If investment A leaves us with more money at the end of the day, why does investment B have a higher ROI? To answer that question, allow me to expand on our example. Let’s suppose the costs and benefits of the investments stay the same but instead of choosing one investment you have $1500 to invest and you can choose either investment as many times as you’d like.

A couple quick calculations will show you that to spend all $1500 between the two investments you could either choose investment A three times or Investment B five times. Let’s see what happens in each of these cases.

Investment A has an initial cost of $500 so three rounds would have a total cost of $1500. With a return of $1000 each time you’d be left with $3000 at the end of the day which is $1500 more than you started with… not bad! On the other hand investment B has a lower starting cost of $300 which means you can afford 5 rounds at at total cost of $1500. Each of those 5 rounds makes $700 which would leave you with $3500 at the end of the day which is $2000 more than you started with.

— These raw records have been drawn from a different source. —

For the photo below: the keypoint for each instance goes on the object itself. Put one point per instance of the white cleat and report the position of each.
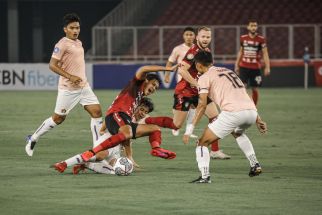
(193, 136)
(219, 155)
(30, 146)
(175, 132)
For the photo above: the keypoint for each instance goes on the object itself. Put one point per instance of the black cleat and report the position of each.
(201, 180)
(255, 170)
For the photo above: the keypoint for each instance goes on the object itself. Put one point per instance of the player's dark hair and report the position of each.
(251, 20)
(205, 28)
(152, 76)
(69, 18)
(204, 58)
(148, 103)
(189, 29)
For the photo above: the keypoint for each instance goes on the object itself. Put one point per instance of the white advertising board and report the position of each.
(32, 76)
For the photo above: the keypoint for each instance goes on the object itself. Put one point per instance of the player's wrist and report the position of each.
(189, 129)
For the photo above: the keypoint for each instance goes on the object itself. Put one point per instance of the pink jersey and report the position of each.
(70, 54)
(225, 89)
(177, 55)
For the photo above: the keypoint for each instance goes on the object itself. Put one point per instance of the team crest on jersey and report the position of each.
(56, 50)
(190, 56)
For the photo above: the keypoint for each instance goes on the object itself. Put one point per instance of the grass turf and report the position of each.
(290, 154)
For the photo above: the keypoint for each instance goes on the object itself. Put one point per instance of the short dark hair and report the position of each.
(189, 29)
(152, 76)
(251, 20)
(204, 58)
(69, 18)
(148, 103)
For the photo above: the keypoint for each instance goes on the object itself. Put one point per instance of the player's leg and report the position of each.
(203, 157)
(92, 106)
(190, 116)
(255, 82)
(246, 119)
(212, 113)
(66, 101)
(155, 140)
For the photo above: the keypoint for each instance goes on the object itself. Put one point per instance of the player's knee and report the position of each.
(101, 155)
(58, 119)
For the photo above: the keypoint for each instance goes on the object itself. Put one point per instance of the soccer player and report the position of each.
(238, 112)
(248, 65)
(105, 160)
(68, 61)
(186, 93)
(118, 119)
(176, 57)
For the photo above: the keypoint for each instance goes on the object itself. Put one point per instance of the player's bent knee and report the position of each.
(58, 119)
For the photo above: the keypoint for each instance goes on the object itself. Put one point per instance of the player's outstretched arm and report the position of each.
(200, 111)
(183, 71)
(167, 74)
(267, 69)
(53, 66)
(141, 73)
(238, 60)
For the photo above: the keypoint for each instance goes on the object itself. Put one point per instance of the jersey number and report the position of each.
(233, 78)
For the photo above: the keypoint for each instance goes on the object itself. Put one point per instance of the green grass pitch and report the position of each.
(290, 154)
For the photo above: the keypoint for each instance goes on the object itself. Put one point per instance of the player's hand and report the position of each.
(167, 78)
(262, 126)
(185, 138)
(267, 71)
(75, 79)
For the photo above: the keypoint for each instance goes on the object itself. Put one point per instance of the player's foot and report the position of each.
(60, 167)
(163, 153)
(30, 145)
(255, 170)
(193, 136)
(87, 155)
(201, 180)
(175, 132)
(79, 167)
(219, 155)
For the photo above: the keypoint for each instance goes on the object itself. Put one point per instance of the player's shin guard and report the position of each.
(155, 139)
(246, 146)
(110, 142)
(163, 121)
(203, 159)
(96, 124)
(214, 144)
(255, 95)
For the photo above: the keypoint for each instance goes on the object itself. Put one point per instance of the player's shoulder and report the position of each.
(244, 36)
(260, 37)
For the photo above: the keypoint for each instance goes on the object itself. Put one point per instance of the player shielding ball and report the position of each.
(238, 112)
(119, 117)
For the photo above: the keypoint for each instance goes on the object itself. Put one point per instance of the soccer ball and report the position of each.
(123, 166)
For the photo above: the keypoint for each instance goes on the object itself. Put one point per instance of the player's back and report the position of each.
(226, 89)
(70, 54)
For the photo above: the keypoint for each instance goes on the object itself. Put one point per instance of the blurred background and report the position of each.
(120, 35)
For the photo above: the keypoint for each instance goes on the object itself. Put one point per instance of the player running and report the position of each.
(176, 57)
(68, 61)
(238, 112)
(119, 116)
(186, 92)
(248, 64)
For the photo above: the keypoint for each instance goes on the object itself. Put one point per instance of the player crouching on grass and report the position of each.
(238, 112)
(105, 160)
(119, 116)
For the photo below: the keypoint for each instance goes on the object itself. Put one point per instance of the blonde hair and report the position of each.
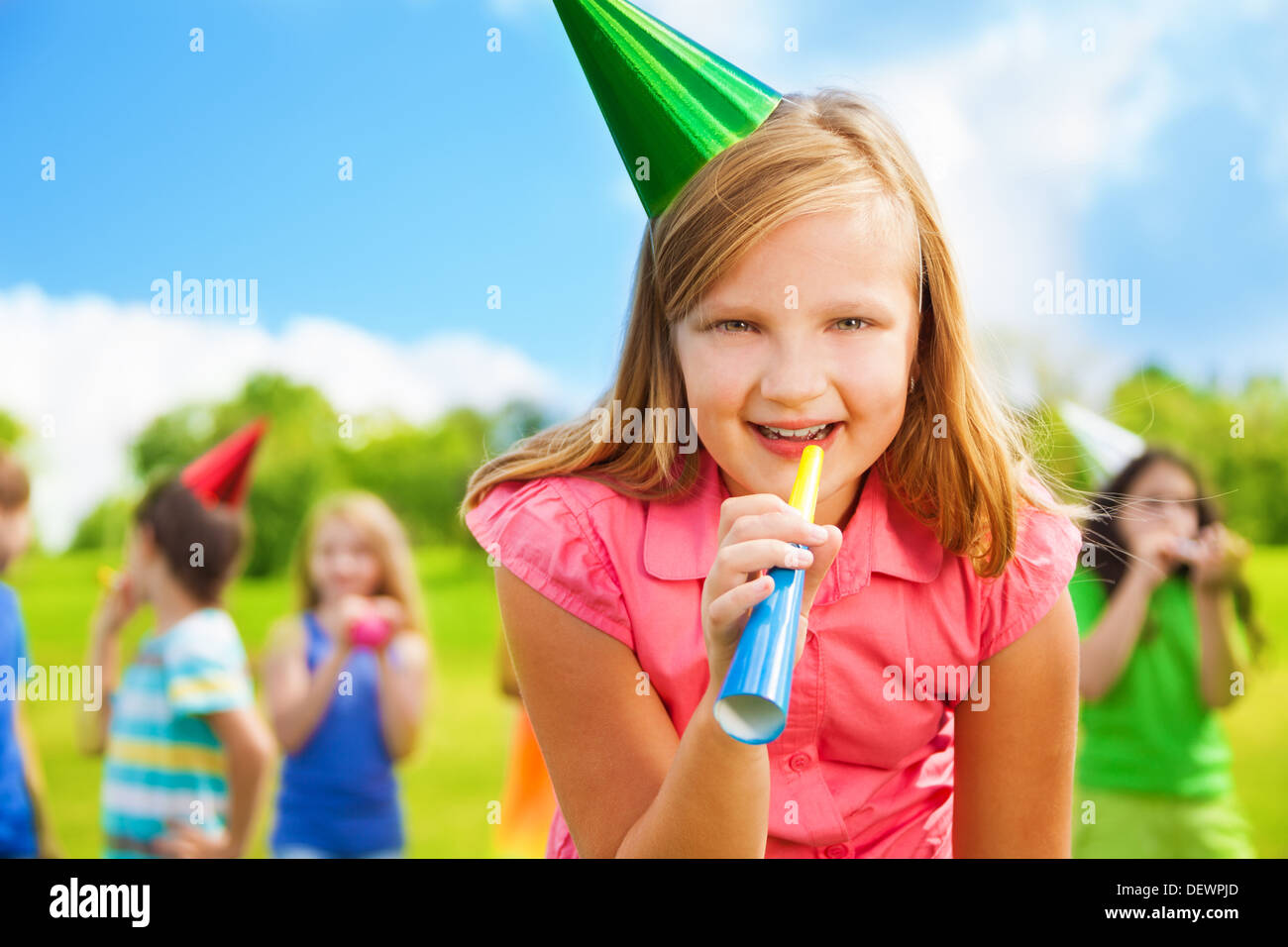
(380, 527)
(827, 151)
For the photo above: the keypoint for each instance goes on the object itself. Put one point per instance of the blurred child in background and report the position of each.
(185, 750)
(25, 827)
(1157, 612)
(347, 684)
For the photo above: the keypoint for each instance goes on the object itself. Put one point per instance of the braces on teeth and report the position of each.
(803, 434)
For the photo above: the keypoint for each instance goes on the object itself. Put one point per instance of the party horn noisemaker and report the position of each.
(752, 703)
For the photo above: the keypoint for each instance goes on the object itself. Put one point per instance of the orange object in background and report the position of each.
(527, 800)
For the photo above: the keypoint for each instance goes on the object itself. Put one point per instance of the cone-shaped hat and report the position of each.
(222, 474)
(670, 105)
(1107, 447)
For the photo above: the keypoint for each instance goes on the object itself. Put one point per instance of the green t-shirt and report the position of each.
(1151, 732)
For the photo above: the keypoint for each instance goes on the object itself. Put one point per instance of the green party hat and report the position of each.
(1106, 447)
(670, 105)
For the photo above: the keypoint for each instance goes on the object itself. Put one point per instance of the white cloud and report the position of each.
(86, 375)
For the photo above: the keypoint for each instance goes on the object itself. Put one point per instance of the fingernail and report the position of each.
(799, 557)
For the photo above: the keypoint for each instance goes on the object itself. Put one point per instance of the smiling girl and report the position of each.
(797, 289)
(347, 701)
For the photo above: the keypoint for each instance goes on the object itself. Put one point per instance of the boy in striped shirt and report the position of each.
(185, 750)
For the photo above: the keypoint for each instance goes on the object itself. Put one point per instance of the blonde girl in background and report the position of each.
(795, 287)
(347, 684)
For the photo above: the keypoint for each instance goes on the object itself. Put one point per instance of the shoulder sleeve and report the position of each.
(205, 667)
(546, 538)
(1046, 554)
(11, 615)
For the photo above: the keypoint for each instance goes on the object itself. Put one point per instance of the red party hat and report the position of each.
(222, 474)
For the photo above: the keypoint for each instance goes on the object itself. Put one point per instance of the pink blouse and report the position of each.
(864, 767)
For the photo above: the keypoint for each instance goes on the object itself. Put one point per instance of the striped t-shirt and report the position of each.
(163, 763)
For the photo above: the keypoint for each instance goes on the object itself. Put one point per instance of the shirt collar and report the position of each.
(881, 536)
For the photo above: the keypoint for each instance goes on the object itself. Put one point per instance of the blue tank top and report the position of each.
(17, 834)
(338, 789)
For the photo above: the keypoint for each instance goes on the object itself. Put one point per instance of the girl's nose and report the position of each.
(795, 373)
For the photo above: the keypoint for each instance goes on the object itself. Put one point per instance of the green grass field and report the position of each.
(458, 771)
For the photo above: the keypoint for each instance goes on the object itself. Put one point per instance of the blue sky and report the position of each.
(476, 169)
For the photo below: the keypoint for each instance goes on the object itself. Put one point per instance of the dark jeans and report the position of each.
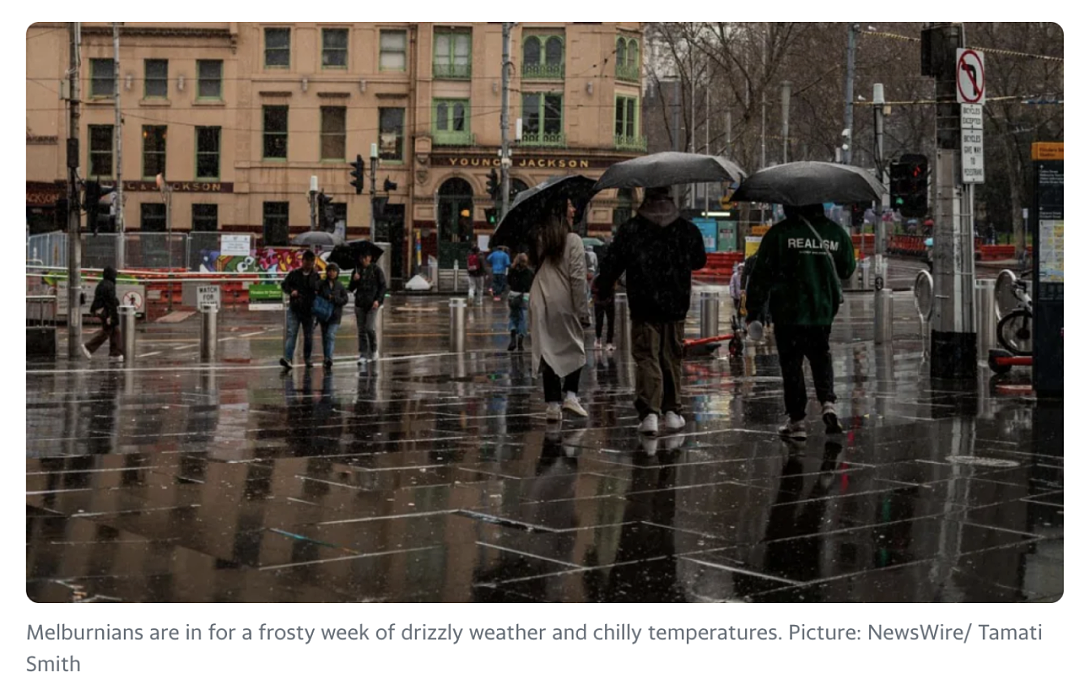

The secret here is that even though it deals in smaller amounts, Investment B is actually the more *efficient* investment which means it does more with less. That’s what our ROI calculation was telling us before. You see, investment A essentially takes $1and turns it into $2 (100% return on investment), investment B however takes $1 and turns it into $2.33 (133% return on investment.) So when you have the same amount to put into both investments (like our second example with the $1500) you’d be better off choosing investment B.

The truth is, ROI is just one piece of the puzzle that is an investment decision. There may be times where choosing an investment with a lower ROI is actually the right decision because of intangible factors (decision variables that are hard to quantify or to attach a price tag to). For instance a campaign with a higher ROI might have negative effects on the environment or on employee morale. That being said, return on investment is far and away the most useful tool for getting a baseline comparison on the options in front of you.

## Learning to Calculate ROI is an Investment Worth Making

Life is a series of mental ROI calculations, questions ranging from going on a run or buying the newest smartphone or even deciding between cooking dinner or dining out all boil down to costs and benefits. These costs and benefits can be monetary, effort, time or even emotions and they help us decide which opportunities are worth pursuing and which ones we should let go.

When it comes to deciding the trajectory of a business these decisions can have a lot more weight. Luckily we have tools and tricks like ROI to help us guide our strategy. While the calculation is simple, the insights gained from a return on investment calculation are invaluable and balance both costs and benefits to accurately assess the true efficiency of a given opportunity. So before you go jumping into a financial investment, invest in yourself first and learn to calculate your ROI, it’s an opportunity with great returns.